In an example carried out in a multi-stage stirred column, in addition to an increase in the stage efficiency from 50 to ^ 0% for homogeneous, thin-bodied products such as water, a significant decrease in the concentration of pesticides by approx. 20 # was measured (despite the lack of edge sealing).

The diameter D of the column was 420 mm, the chamber height was 0.5 D. The submerged tubes had an internal diameter d = 17 mm, a length of 3 d (or 0.04 D), a center distance from the agitator shaft of 0.25 D and an offset from chamber to chamber of 90 °. Both multi-flow impulse countercurrent stirrers were used as stirring elements as well as disk stirrers with an outer diameter of 300 mm. The column was equipped with four baffles.

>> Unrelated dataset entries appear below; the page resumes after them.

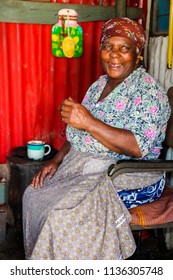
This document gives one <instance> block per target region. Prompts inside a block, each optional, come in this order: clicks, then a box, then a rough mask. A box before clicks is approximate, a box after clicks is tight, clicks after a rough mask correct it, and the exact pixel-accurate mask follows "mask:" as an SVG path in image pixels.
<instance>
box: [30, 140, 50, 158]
mask: <svg viewBox="0 0 173 280" xmlns="http://www.w3.org/2000/svg"><path fill="white" fill-rule="evenodd" d="M50 152H51V147H50V145H48V144H45V142H43V141H41V140H31V141H29V142H28V143H27V156H28V158H29V159H34V160H42V159H43V157H44V156H46V155H48V154H49V153H50Z"/></svg>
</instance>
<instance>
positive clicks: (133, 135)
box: [61, 98, 142, 157]
mask: <svg viewBox="0 0 173 280" xmlns="http://www.w3.org/2000/svg"><path fill="white" fill-rule="evenodd" d="M61 116H62V120H63V121H64V122H65V123H67V124H69V125H71V126H73V127H75V128H78V129H83V130H86V131H87V132H89V133H90V134H91V135H92V136H93V137H94V138H95V139H97V140H98V141H99V142H100V143H102V144H103V145H104V146H106V147H107V148H108V149H110V150H112V151H114V152H117V153H121V154H125V155H127V156H132V157H141V156H142V153H141V151H140V148H139V146H138V144H137V141H136V138H135V136H134V135H133V133H132V132H131V131H129V130H126V129H120V128H115V127H111V126H110V125H107V124H105V123H103V122H102V121H100V120H98V119H96V118H94V117H93V116H92V115H91V114H90V113H89V112H88V110H87V109H86V108H85V107H84V106H82V105H81V104H79V103H76V102H74V101H73V100H72V99H71V98H69V99H66V100H65V101H64V103H63V105H62V108H61Z"/></svg>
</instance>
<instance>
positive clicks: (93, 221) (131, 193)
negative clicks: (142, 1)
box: [23, 18, 170, 260]
mask: <svg viewBox="0 0 173 280" xmlns="http://www.w3.org/2000/svg"><path fill="white" fill-rule="evenodd" d="M144 44H145V34H144V30H143V28H142V26H141V25H140V24H138V23H136V22H135V21H132V20H130V19H128V18H116V19H112V20H109V21H108V22H106V23H105V24H104V25H103V29H102V34H101V45H100V57H101V61H102V65H103V69H104V71H105V73H106V74H105V75H102V76H101V77H100V78H99V79H98V80H97V81H96V82H95V83H94V84H92V85H91V87H90V88H89V89H88V91H87V93H86V95H85V97H84V99H83V102H82V104H79V103H76V102H75V101H74V100H72V99H71V98H70V97H69V98H68V99H66V100H65V101H64V102H63V104H62V106H61V116H62V120H63V121H64V122H65V123H66V124H67V130H66V137H67V140H66V142H65V144H64V146H63V147H62V149H60V151H59V152H58V153H57V155H56V156H55V158H54V159H53V160H52V161H51V162H49V163H48V164H47V165H45V166H44V167H43V169H42V170H41V171H40V172H39V173H38V174H37V175H36V176H35V177H34V178H33V181H32V184H31V185H30V186H29V187H28V188H27V190H26V191H25V194H24V197H23V229H24V244H25V252H26V258H27V259H60V260H65V259H66V260H67V259H68V260H87V259H88V260H93V259H109V260H113V259H126V258H128V257H130V256H131V255H132V254H133V253H134V251H135V248H136V245H135V242H134V238H133V235H132V232H131V230H130V227H129V223H130V220H131V217H130V214H129V211H128V208H131V207H135V206H137V205H139V204H142V203H148V202H150V201H153V200H155V199H157V197H158V196H160V195H161V193H162V191H163V188H164V176H163V174H161V173H154V174H153V173H152V174H150V173H147V174H145V177H144V175H141V174H138V173H136V174H133V175H131V174H126V175H122V176H119V177H118V178H116V179H115V180H114V181H111V179H110V178H109V177H108V176H107V170H108V167H109V166H110V164H112V163H116V162H117V161H118V160H119V159H130V158H136V159H138V158H142V159H145V160H147V159H156V158H158V156H159V154H160V150H161V148H162V142H163V140H164V137H165V130H166V124H167V121H168V118H169V115H170V108H169V105H168V100H167V96H166V93H165V91H164V90H163V89H162V88H161V86H160V85H159V84H158V83H157V82H156V81H154V79H153V78H152V77H151V76H150V75H149V74H148V73H146V71H145V69H144V68H143V67H142V66H140V65H139V64H140V63H139V62H140V59H141V52H142V49H143V47H144ZM148 187H149V188H150V196H149V191H148ZM151 190H152V192H151ZM139 197H140V198H142V199H139Z"/></svg>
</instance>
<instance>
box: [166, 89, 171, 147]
mask: <svg viewBox="0 0 173 280" xmlns="http://www.w3.org/2000/svg"><path fill="white" fill-rule="evenodd" d="M167 94H168V99H169V104H170V106H171V116H170V118H169V121H168V126H167V130H166V138H165V144H166V145H167V146H168V147H171V148H173V87H170V88H169V90H168V93H167Z"/></svg>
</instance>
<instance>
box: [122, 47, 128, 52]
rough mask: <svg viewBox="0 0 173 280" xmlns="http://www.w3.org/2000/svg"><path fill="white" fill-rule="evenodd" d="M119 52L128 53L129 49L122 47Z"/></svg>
mask: <svg viewBox="0 0 173 280" xmlns="http://www.w3.org/2000/svg"><path fill="white" fill-rule="evenodd" d="M120 50H121V51H122V52H128V51H129V47H128V46H122V47H121V48H120Z"/></svg>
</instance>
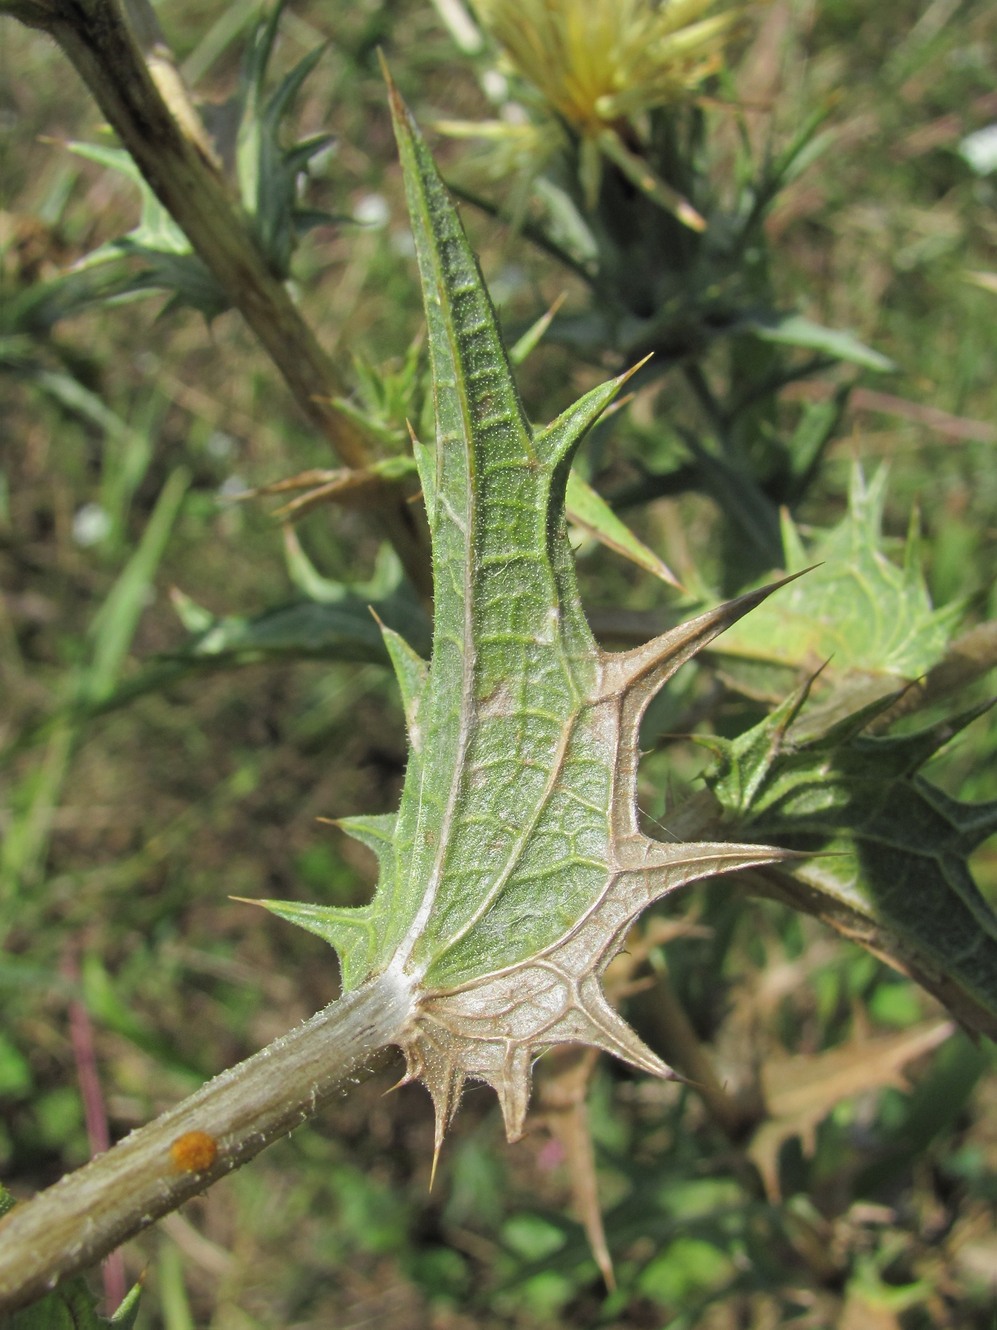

The maximum rate of descent of the largest particles was 2.5 cm / sec, the flow rate in the one connecting two chambers Pipe was about 90 cm / sec.

Claims (4)

Expectations 1. Continuously in cocurrent operated stirred column, with several successive, equipped with stirrers chambers, characterized in that as a means for setting a certain concentration of a liquid dispersed in a carrier phase, the crossings between the ™ otherwise sealed chambers each as at least one against the / itrömungsrichtung (13) submerged tube (11) are formed, whose entry cross-section (12) forming the outlet of the respective chamber at the point of the chamber interior with the passage for the passage desired concentration is set. 2. stirred column according to claim 1, characterized in that the tubes connecting the chamber (11) from chamber to chamber against each other are arranged offset. 3 · stirred column according to claim 1, characterized in that the individual tubes (11) with one or more inlets and outlets let (12) are provided. 4. stirred column according to claim 1, characterized in that the length of the pipe (11) forming the respective transition larger than its diameter.